WWGD said:
Thanks, I mean, are light and gravitational waves dual to each other under this equivalence? EDIT: Apologies if I am derailing the thread, I can ask this as a stand-alone if that is best.
The short answer is no.
There are several tensors involved, I would point to the rank 2 Faraday tensor, and it's dual, the rank 2 Maxwell tensor, as the source of electromagnetic radiation in flat space-time in a 4-tensor treatment. Components of these tensors include the electric and mangetic fields, which satisfy the wave equation. See for instance
<<wiki link>>.
You'll note that components of this rank 2 Faraday tensor are the electric and magnetic fields. In the 4-tensor treatment of electromagnetism, which I would call the "realtivistic" treatment, the electric and magnetic fields are not rank 1 tensors (vectors) themselves. This may not be familiar, unfortunately - a detailed explanation of the 4-tensor treatment is beyond the scope of what I want to write, though learning about the Faraday tensor, which I've linked to, would be the first step.
For gravitational waves, what satisfies the wave equation is the metric tensor.

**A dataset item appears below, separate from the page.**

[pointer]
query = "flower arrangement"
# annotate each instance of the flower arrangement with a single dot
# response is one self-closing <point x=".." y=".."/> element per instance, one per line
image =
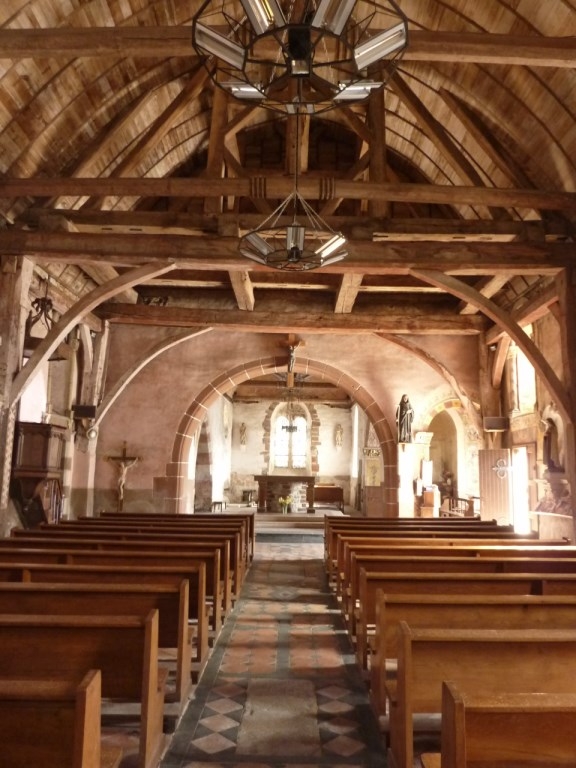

This is something completely different than either the Faraday or Maxwell tensors.
These are the most important tensors, but there are a bunch more that one might wish to use. For gravitation, one can derive the rank 4 Riemann tensor from the metric tensor, from the rank 4 Riemann tensor one can derive the rank 2 Ricci tensor and the rank 2 Einstein tensor, which gives Einstein's field equations ##G_{\mu \nu} = 8 \pi T_{\mu \nu}##. Here ##G_{\mu \nu}## is the Einsten tensor, ##T_{\mu \nu}## is the stress-energy tensor.
The electromagnetic contribution to the total stress-energy tensor, the "electromagnetic stress-energy tensor", can be computed from the Faraday tensor, see for instance
<<yet another wiki link>>.
So, electromagnetic fields (incuding electromagnetic waves) have a stress-energy tensor (computable from the Faraday tensor) which is an incomplete part of the total stress energy tensor ##T_{\mu\nu}## in Einstein's field equations.
Einstein's field equations themselves involve ##G_{\mu \nu}##, the Einstein tensor, computed from the metric tensor ##g_{\mu \nu}##, and the stress-energy tensor ##T_{\mu \nu}##. The stress-energy tensor is not very intuitive, but it's the key element as being the "source of gravity", replacing the idea of "mass" as the source of gravity in Newtonian theory.